NZ’s biggest infrastructure project eyes fast post-Covid-19-restart

By Todd Niall

Sean Sweeney, (right) CEO, City Rail Link Ltd

The country’s biggest infrastructure project, Auckland’s $4.4 billion City Rail Link, is preparing for a fast re-start but also needs to get back 20 of its construction staff stuck in the Philippines.

The joint Auckland Council-Government project is currently working towards an internal deadline of being able to re-start construction next week, but that is dependent on the Covid-19 alert lowering from the current Level 4.

Chief executive Dr Sean Sweeney said the company was looking at whether it could accelerate some work upon re-start to provide more early work for the sector, but also faced hurdles.

Construction work on the City Rail Link at the Customs-Albert St intersection in 2018

Twenty Filipino construction workers out of 100 employed on the twin underground rail tunnels had returned to their home country for a holiday, and had been prevented from returning by the border controls.
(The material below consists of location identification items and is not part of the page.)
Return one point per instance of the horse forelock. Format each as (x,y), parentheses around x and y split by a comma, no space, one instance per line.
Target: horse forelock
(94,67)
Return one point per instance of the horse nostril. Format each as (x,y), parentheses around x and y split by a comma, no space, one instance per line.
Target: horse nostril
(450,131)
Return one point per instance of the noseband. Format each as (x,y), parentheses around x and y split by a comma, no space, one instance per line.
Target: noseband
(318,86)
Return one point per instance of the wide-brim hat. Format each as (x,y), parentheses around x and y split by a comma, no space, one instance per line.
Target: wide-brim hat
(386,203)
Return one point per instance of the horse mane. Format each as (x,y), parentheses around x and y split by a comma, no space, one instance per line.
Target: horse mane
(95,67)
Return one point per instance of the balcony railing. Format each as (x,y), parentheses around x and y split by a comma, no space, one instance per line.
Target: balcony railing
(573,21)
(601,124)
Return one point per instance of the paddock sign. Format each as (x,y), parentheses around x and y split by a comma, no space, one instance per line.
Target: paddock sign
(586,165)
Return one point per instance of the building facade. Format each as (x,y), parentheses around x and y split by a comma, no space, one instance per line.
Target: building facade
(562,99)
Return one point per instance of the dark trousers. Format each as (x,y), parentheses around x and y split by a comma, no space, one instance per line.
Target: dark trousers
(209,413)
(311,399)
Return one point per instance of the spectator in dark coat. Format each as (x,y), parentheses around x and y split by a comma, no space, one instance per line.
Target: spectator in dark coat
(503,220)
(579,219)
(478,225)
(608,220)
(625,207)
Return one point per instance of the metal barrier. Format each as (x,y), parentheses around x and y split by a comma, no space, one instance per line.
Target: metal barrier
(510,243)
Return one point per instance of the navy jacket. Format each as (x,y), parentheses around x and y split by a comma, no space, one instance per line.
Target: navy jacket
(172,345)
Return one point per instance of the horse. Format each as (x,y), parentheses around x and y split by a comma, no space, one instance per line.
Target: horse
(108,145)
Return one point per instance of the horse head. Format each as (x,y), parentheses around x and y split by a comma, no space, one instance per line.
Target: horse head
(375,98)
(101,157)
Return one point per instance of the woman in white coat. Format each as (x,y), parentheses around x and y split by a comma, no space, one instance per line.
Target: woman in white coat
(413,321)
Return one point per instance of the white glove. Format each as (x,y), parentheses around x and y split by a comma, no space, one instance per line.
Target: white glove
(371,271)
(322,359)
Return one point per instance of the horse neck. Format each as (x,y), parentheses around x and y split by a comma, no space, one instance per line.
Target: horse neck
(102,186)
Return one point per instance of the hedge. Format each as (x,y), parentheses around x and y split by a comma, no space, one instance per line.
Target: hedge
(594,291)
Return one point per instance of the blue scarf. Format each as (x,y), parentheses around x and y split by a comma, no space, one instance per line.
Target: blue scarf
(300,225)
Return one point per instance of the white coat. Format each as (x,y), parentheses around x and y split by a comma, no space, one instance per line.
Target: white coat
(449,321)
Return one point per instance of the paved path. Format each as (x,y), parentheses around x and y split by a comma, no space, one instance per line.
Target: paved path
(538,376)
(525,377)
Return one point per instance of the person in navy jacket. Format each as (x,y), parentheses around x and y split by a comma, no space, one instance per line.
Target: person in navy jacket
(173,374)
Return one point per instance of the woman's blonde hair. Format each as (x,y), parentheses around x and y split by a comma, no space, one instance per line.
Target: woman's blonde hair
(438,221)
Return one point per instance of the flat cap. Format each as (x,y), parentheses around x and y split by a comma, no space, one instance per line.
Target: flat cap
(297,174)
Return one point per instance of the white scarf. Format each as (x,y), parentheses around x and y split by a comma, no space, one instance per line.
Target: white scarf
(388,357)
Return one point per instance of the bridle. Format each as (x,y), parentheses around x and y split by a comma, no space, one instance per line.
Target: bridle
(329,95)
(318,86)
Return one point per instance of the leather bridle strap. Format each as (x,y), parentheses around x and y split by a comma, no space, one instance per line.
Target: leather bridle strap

The Filipino workforce is a big part of the CRL project – “diligent, working hard, and they make a massive contribution”, said Sweeney.

He said once the details on the group were available from the Link Alliance which is constructing the project, help would be sought from the Government.

Further into the re-start, a group of specialist drilling machine technicians would be needed, and they were currently locked down in their home country, France.

“We have been told when the time is right we just need to put a case to Government, and they will look at how to expedite that,” he said.

Ten thousand people got tickets to walk through the City Rail Link tunnel in November 2019

Sweeney believed CRL was uniquely placed to make a big contribution to the re-start of the wider construction sector.

The company was looking at options such as working double shifts, or doubling the number of piling machines, in order to provide more work early on.

“We’ve told the sponsors (Council and Government) we are going to look at areas we could accelerate that we wouldn’t have done normally,” he told Stuff.

“If we could double-shift, say 6am to 1pm, then 1pm to 8pm, we would get roughly twice as many people employed on meaningful work.”

Sweeney said it would be months after re-starting before the company would know the impact on costs, and on the 2024 completion target.

If there were extra Covid-19-related costs, these could be met out of the existing contingency budget.

The project was still moving forward even during lockdown, with around 500 staff working on design, construction planning and consenting.

Sweeney said a lot of work was going into figuring out alternatives, in case there were difficulties with supplies from overseas.

“There is probably going to be a different construction world after all this,” he said, meaning some firms might not survive.

“We might have done pricing for a piece of specialist equipment we don’t need to buy until next year – and the supplier might go out of business between now and Christmas.”

The project was looking at making more of the tunnel linings in New Zealand, because the overseas supply chain was not so clear.

In the wider construction sector, the umbrella organisation Infrastructure New Zealand said the Government and local bodies needed to seize the crisis as an opportunity to make long discussed changes to de-risk the sector.

Reviewing the Resource Management Act, creating an insurance scheme to cover disputes such as over leaky buildings, and simplifying rules across the country in areas such as modular construction, were among ideas advanced by the chief executive Paul Blair.

“Modular construction in a post-Covid-19 setting, imagine manufacturing your house in a controlled, factory construction environment,” said Blair.

Blair said the problem at the moment was having 68 different sets of rules for it, among local bodies around the country.

“We are strongly encouraging the Government, not to waste a crisis,” he told Stuff.